Het is het sterkste, meest significante hoofdstuk van het boek. Het lukt Bibliowicz hierin alles te vatten wat kleeft aan de traumatische situatie die door geweld, als een besmettelijke ziekte, is voortgebracht. In zo’n situatie kan taal, kunnen woorden, niet functioneren.
Het inrichten van het huis als een ‘wonderkabinet’ was van meet af aan ook een middel om met de tijdloosheid om te gaan. Het werd een kabinet waarin Josué zich opsloot. ‘Het wonderkabinet werd zijn wereld. Hij zou de eeuwig dolende in zichzelf zijn. Het wonderkabinet zou een realiteit vormen, een universum om te ontdekken, een toevluchtsoord, een plaats van samenkomst, waar je afstand van alles kon nemen en overal zijn.’

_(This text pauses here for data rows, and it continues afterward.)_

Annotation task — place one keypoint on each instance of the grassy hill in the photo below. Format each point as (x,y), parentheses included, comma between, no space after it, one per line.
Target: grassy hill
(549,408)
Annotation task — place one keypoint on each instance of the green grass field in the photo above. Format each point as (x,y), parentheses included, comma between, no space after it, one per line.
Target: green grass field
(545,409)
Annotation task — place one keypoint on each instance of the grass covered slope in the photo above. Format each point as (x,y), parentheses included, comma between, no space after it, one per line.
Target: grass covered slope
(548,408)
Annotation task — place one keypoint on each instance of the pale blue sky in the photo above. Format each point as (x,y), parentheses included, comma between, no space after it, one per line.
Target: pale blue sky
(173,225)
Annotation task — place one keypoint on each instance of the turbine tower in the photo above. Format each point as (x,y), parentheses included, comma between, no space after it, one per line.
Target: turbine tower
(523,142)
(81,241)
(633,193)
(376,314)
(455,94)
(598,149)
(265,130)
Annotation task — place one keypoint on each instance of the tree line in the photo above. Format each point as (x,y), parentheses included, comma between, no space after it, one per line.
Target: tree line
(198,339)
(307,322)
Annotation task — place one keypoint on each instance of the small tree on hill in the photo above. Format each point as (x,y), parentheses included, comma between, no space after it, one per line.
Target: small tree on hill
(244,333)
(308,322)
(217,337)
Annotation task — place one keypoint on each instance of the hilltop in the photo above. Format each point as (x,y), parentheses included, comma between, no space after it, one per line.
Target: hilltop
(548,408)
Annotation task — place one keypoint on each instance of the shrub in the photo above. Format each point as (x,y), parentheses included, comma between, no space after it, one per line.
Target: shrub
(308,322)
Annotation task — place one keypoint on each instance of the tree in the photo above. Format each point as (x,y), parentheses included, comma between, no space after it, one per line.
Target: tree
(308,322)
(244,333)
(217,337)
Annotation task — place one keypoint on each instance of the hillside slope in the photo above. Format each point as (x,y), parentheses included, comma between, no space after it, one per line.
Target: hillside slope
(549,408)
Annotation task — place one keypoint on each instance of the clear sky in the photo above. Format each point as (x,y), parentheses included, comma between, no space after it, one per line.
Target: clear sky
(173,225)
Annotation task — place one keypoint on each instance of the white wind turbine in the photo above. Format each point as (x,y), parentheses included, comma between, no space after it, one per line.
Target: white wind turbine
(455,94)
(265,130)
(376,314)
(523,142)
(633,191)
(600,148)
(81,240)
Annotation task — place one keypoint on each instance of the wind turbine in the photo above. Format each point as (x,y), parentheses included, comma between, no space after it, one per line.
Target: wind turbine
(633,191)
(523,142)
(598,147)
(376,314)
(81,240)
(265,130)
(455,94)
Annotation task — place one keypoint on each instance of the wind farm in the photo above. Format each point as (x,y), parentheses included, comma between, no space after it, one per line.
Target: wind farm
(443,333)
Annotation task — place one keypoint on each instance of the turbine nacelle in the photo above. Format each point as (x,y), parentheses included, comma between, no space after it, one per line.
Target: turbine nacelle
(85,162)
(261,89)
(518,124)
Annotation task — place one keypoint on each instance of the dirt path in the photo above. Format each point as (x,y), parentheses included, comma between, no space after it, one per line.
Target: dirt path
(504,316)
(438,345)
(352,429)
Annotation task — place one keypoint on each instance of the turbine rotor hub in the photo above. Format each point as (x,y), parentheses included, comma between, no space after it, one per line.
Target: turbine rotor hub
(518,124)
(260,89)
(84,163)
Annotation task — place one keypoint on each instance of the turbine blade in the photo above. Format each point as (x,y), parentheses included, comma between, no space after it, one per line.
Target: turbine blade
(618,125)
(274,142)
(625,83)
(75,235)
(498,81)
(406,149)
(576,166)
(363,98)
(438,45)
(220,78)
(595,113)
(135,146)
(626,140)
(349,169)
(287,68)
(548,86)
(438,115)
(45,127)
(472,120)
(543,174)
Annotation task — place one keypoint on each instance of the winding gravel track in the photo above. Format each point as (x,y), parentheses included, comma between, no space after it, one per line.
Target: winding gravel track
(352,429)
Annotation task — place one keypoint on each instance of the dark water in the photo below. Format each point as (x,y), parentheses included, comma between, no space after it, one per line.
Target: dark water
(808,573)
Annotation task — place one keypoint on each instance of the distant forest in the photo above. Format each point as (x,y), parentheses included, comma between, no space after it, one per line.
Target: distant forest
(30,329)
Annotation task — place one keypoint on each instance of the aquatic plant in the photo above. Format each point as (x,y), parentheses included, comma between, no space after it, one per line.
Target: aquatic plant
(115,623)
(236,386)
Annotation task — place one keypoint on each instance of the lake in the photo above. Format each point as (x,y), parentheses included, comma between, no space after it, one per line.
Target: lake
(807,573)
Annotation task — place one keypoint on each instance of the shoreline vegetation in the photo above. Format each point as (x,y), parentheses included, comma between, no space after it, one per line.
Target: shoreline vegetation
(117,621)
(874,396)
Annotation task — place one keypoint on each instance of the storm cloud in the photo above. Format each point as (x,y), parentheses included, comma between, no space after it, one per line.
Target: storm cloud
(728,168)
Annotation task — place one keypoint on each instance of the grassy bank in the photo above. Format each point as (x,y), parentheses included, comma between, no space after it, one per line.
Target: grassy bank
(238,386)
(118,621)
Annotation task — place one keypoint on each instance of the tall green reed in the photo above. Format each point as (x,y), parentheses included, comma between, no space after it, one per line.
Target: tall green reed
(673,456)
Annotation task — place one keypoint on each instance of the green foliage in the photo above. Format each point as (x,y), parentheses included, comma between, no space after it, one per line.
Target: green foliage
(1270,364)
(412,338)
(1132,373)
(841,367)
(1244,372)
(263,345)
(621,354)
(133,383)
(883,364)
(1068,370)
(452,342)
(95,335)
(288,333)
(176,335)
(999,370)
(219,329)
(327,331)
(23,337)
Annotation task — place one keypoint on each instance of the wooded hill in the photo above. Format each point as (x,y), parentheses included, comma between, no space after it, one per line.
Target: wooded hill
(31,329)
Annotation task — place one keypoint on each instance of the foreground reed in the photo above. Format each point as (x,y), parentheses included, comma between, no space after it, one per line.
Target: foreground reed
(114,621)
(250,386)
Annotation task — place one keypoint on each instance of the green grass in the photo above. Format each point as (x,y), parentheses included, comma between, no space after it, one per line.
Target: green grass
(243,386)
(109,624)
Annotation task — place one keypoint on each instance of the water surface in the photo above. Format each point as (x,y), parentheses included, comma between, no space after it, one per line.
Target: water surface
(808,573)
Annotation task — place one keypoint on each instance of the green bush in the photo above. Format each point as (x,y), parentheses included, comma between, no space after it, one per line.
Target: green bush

Voordien was het voor Josué een theater waarin de voorwerpen de acteurs waren en hijzelf de dramaturg en regisseur. Een van de kamers heet Theater van de Natuur. Een van de later bezochte kamers heet de Salon van Eldorado, waar allerlei voorwerpen uit verschillende culturen zijn uitgestald. Het negende vertrek heet Memorater en heeft als enige een ondertitel, ‘theater van de herinnering’. In het verzonnen woord Memorater komt de problematiek van fictie en herinnering, die beide trauma’s vorm proberen te geven, prachtig samen. Het staat vol met citaten uit geschriften van Josué, waarin allerlei figuren uit mythen, bijbelteksten en literatuur worden opgevoerd.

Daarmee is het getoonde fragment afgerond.